In 1924, a 22-year-old Ukranian Jewish woman named Lillian Leyb is the sole survivor when her family is massacred. Heartbroken at the loss of her two-year-old daughter and without any connections, Lillian travels to New York, where a distant cousin takes boarders and might be able to help Lillian make her way as a seamstress. Cold-blooded from her losses but ever the survivor, Lillian falls in with a successful Yiddish theater company on the Lower East Side, and thus begins her American life, which will take her from the cafes of Manhattan to the dirtiest bars in Alaska (and other places in between).

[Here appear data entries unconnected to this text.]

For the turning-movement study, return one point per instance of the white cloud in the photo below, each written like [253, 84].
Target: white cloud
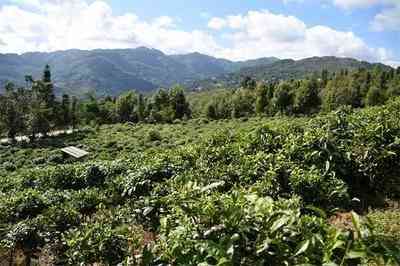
[59, 25]
[262, 33]
[217, 23]
[351, 4]
[388, 19]
[286, 2]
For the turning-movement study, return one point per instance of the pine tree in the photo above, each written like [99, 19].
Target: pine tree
[141, 108]
[306, 97]
[374, 97]
[262, 99]
[65, 110]
[74, 113]
[12, 116]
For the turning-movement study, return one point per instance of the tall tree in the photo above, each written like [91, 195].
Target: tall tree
[74, 113]
[262, 99]
[375, 97]
[283, 97]
[12, 116]
[179, 104]
[125, 107]
[306, 98]
[141, 108]
[66, 110]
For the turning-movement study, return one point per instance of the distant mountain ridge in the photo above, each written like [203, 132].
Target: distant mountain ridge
[287, 69]
[110, 72]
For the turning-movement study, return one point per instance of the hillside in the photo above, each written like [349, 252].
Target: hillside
[286, 69]
[111, 71]
[209, 189]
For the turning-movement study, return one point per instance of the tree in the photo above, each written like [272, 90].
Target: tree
[38, 118]
[65, 110]
[46, 88]
[12, 116]
[141, 108]
[179, 104]
[125, 107]
[282, 97]
[261, 99]
[306, 98]
[324, 77]
[74, 112]
[242, 103]
[210, 111]
[248, 83]
[374, 97]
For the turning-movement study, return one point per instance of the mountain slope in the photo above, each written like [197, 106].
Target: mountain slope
[114, 71]
[286, 69]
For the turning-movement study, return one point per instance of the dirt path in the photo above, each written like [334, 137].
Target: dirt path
[26, 138]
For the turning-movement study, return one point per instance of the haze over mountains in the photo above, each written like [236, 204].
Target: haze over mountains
[113, 71]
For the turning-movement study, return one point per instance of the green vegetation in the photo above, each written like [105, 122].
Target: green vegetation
[249, 191]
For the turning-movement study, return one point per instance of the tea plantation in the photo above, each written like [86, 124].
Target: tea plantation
[257, 191]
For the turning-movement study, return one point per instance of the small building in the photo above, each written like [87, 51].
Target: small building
[74, 152]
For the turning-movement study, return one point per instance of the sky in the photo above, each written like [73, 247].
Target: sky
[232, 29]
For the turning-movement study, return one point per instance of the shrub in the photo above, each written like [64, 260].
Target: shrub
[153, 135]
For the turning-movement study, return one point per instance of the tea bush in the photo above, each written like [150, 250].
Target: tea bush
[255, 192]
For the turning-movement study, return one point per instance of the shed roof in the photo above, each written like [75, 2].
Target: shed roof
[75, 152]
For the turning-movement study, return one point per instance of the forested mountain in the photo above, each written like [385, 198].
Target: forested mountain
[286, 69]
[110, 72]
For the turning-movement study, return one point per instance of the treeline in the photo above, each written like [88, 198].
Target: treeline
[320, 92]
[34, 110]
[164, 106]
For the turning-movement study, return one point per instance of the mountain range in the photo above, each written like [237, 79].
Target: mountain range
[110, 72]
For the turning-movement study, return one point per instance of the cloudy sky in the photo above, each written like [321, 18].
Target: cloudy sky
[233, 29]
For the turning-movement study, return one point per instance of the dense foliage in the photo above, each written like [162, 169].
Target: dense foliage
[257, 192]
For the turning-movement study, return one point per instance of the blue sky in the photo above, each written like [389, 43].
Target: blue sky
[364, 29]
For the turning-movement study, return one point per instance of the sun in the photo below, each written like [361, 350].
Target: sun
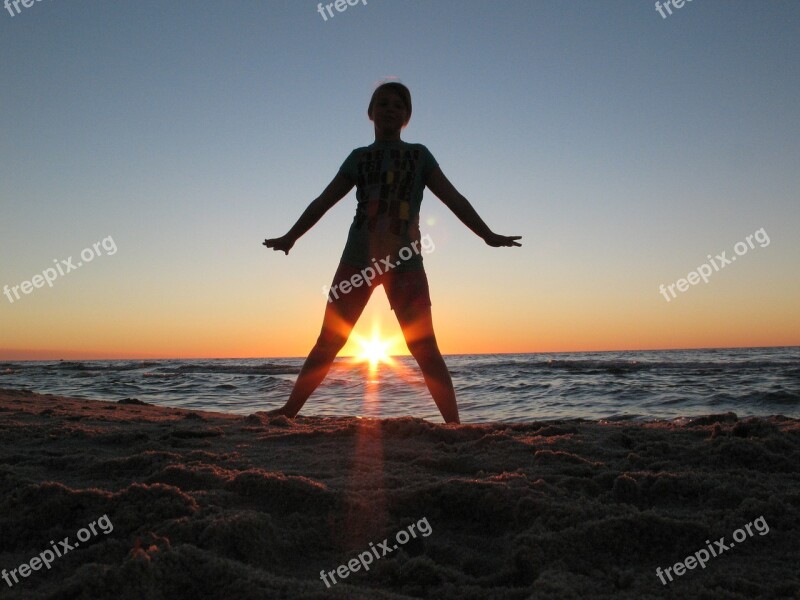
[375, 350]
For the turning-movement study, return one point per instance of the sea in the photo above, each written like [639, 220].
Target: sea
[640, 385]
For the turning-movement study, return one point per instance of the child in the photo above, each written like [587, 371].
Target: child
[390, 176]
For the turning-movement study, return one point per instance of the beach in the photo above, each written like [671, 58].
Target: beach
[176, 503]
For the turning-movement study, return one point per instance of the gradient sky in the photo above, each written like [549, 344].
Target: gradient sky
[622, 146]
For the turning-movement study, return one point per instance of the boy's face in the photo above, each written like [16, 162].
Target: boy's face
[389, 111]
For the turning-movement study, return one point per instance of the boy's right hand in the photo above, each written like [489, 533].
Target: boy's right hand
[284, 243]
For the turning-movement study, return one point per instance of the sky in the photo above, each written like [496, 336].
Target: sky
[626, 148]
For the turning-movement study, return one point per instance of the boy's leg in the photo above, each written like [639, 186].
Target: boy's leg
[340, 318]
[409, 297]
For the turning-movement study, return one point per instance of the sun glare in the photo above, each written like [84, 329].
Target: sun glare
[375, 350]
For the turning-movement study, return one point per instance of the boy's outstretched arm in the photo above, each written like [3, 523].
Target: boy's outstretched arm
[337, 189]
[452, 199]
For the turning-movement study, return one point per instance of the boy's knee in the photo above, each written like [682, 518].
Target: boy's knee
[423, 347]
[330, 341]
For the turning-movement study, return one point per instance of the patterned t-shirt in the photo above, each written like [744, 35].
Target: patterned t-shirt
[390, 178]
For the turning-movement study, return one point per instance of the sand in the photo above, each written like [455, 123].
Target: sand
[211, 505]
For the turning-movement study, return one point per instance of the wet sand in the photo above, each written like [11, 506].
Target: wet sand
[212, 505]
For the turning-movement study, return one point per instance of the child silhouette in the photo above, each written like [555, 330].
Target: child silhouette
[390, 176]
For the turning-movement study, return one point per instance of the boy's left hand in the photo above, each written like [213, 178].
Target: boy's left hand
[495, 240]
[283, 244]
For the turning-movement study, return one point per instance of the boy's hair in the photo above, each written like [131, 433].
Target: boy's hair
[399, 89]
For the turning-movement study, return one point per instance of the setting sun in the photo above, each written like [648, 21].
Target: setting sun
[375, 350]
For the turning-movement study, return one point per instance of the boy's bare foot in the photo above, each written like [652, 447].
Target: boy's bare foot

One of my friends recommended this book--it is her absolute favorite book ever. The New York Times and NPR seemed to have similar opinions, now that I've checked out their reviews. I liked it, but I found it's left me without a really deep impression. Bloom's historical research is very appreciated, and I was happy to read about a time in immigrant history that is relevant to so many Americans. In the end, I found Lillian a little unengaging, since her narrative meanders from character to character and since the author doesn't go out of her way to let us into Lillian's head. It is definitely an enjoyable, quick read, though, and I like that the book recognizes a fact about humanity: that in our lives, there is less continuity than we imagine there will be; there is rarely an arc that takes us from beginning to end with the people we imagine in the picture. Instead, most often, we cross paths with people we care about, and when our time together elapses we will more than likely never cross paths with them again.
On a slightly closer reading--Bloom makes one point that had not occurred to me before. If your parents die, you are an orphan. If your husband or wife dies, you are a widow(er). If your child dies--the worst of the three conditions--there is no special word for you. You are simply the parent of a dead child. Why don't we have a word, in English? Do other languages have a word?